ANAHEIM, Calif. — With the final seconds ticking away, Josh Perkins slumped over near Gonzaga’s bench with his hands on his knees, losing the battle to control his emotions.
Time ran out on top-seeded Gonzaga’s season with a bitter 75-69 loss to Texas Tech on Saturday at the Honda Center. The third-seeded Red Raiders stormed the floor to celebrate the school’s first trip to the Final Four. The top-seeded Zags’ hopes of reaching the Final Four ended one win short. Their dreams of the program’s first national championship three wins out of reach.
Rui Hachimura went through the handshake line with a towel covering part of his face. The locker room was full of red eyes and sullen voices.
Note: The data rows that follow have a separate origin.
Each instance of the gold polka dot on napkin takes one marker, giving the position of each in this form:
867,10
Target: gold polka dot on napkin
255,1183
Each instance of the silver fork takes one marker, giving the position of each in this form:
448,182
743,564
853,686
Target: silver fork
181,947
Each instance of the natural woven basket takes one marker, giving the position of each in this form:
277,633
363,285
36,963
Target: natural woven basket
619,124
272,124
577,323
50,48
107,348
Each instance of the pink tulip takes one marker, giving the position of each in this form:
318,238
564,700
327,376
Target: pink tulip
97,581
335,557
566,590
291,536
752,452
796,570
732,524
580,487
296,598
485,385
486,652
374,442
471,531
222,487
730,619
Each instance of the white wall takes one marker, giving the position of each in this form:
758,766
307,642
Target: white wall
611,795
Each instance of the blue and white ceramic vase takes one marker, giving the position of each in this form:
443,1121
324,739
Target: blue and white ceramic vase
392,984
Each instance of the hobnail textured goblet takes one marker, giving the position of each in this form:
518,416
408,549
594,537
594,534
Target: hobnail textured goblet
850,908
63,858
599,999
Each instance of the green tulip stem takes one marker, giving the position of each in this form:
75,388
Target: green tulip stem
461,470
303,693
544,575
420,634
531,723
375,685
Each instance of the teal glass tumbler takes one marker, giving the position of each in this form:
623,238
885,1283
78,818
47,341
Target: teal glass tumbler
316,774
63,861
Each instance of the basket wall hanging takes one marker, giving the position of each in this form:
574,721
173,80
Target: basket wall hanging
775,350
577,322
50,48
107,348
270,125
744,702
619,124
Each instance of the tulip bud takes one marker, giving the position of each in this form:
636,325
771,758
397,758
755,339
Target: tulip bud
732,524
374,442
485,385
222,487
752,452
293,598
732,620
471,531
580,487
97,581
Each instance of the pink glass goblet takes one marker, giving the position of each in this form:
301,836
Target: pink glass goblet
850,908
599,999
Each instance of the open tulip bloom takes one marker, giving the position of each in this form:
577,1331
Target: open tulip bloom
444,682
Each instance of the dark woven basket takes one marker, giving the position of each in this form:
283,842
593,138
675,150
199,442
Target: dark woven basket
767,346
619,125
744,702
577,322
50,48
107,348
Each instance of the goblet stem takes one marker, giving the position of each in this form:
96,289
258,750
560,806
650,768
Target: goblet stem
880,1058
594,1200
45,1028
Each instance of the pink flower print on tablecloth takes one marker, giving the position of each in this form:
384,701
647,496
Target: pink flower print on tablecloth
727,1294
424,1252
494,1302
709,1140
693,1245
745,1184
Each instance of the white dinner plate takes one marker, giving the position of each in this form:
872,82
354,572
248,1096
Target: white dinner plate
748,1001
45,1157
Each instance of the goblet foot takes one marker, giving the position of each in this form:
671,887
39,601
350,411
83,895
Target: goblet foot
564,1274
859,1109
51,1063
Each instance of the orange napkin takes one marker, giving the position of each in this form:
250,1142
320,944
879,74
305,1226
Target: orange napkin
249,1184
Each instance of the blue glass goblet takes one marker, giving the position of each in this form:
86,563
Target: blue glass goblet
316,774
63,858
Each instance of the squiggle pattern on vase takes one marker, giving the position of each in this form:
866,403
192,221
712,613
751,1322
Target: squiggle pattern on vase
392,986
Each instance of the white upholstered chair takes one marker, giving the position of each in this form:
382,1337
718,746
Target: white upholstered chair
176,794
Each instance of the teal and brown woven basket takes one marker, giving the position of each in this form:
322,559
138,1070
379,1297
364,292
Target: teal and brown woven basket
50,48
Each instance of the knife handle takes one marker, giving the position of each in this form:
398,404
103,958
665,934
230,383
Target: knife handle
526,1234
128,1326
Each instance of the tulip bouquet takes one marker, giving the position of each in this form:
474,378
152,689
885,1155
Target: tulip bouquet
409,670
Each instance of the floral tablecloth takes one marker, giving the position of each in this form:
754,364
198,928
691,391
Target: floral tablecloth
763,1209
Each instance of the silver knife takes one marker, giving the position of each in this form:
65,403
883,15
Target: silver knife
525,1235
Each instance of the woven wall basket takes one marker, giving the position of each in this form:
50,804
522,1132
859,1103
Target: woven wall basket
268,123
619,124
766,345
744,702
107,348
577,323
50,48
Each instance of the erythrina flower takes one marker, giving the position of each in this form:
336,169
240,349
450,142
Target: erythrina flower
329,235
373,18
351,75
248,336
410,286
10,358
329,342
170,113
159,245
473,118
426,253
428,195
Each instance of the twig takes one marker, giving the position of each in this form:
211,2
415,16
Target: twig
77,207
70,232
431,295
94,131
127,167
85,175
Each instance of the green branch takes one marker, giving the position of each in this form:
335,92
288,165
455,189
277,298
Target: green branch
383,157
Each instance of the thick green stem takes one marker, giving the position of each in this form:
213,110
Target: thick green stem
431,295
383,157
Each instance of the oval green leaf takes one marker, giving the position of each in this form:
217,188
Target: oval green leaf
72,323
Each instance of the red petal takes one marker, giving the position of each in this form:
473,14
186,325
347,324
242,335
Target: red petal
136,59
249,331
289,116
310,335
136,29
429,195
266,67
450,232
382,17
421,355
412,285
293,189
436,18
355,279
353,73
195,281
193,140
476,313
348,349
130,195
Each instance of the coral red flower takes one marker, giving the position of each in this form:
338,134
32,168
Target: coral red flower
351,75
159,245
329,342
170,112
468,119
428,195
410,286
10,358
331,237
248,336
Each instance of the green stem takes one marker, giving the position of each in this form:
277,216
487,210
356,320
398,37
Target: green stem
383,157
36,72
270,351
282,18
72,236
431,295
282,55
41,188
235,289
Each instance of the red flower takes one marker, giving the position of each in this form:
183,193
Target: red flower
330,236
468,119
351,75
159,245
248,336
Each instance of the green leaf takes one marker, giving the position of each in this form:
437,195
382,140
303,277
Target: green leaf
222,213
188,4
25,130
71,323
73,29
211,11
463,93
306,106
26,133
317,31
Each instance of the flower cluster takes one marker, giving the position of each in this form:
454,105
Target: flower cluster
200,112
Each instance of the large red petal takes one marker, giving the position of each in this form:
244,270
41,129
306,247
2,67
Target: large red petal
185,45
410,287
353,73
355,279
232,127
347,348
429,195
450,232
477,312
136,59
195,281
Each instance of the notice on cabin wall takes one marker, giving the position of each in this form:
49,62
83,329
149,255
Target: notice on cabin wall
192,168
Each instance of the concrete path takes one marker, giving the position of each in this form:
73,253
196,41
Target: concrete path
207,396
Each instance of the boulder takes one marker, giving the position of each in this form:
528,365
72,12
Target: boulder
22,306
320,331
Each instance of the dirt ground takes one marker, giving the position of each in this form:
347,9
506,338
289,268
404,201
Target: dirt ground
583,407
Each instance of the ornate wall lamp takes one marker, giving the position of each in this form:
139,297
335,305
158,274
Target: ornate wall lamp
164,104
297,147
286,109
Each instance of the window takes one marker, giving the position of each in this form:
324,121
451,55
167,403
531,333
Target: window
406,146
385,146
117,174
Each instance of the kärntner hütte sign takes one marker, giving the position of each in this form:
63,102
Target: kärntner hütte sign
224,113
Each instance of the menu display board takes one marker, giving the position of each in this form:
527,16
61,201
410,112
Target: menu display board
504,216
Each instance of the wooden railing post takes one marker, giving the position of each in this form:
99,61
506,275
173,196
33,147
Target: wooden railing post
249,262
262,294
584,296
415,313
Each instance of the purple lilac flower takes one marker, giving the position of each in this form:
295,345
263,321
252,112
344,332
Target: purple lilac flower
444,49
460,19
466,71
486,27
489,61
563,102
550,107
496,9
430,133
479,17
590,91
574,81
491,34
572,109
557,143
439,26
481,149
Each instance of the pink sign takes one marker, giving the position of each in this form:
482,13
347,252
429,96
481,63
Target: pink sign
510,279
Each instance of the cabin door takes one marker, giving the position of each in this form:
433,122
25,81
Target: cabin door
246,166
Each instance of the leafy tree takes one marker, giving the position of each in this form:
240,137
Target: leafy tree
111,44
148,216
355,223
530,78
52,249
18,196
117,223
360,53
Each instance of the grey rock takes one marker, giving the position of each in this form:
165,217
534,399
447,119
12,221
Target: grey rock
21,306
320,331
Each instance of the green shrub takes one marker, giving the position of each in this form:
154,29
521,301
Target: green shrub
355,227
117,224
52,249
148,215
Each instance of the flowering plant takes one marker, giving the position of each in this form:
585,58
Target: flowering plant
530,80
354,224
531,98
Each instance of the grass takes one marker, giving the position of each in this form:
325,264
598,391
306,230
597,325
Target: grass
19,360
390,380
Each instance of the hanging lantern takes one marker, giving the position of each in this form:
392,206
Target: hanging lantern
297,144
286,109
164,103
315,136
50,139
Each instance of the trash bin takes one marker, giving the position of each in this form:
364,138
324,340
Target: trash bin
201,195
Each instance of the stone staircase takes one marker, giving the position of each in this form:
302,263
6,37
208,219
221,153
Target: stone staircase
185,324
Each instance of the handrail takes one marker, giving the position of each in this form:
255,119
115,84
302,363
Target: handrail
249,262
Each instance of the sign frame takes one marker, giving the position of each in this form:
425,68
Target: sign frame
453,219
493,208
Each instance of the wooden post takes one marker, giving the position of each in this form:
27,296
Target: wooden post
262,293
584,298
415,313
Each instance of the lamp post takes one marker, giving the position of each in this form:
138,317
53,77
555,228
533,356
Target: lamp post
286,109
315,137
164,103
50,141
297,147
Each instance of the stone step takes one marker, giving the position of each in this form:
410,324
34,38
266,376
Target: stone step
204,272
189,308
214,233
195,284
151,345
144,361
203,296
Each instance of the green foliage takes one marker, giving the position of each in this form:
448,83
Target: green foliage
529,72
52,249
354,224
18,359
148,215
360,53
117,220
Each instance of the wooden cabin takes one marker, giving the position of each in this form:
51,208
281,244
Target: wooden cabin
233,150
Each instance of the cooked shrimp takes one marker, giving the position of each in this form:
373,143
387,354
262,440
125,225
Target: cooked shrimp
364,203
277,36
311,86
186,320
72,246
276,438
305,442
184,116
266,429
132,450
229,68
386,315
“We had really big dreams,” junior forward Brandon Clarke said. “For them not to be fulfilled obviously hurts.”
“I love all these guys,” junior forward Killian Tillie said. “This is a tough one to finish the season on and finish some college careers. I’m just going to miss all these guys a lot.”
Tillie’s voice trailed off and a small group of reporters left him alone at his cubicle.
The Zags (33-4) and Red Raiders (30-6) were virtually inseparable for 40 physical, tense minutes. Each team led for 15-plus minutes. Texas Tech’s largest lead was seven in the final minute. GU’s biggest edge was four late in the first half.
It came down to the final five minutes, but the Zags’ offense began struggling to score near the 13-minute mark. Texas Tech took advantage with a 6-0 run — its largest of the game — to take a 53-50 lead.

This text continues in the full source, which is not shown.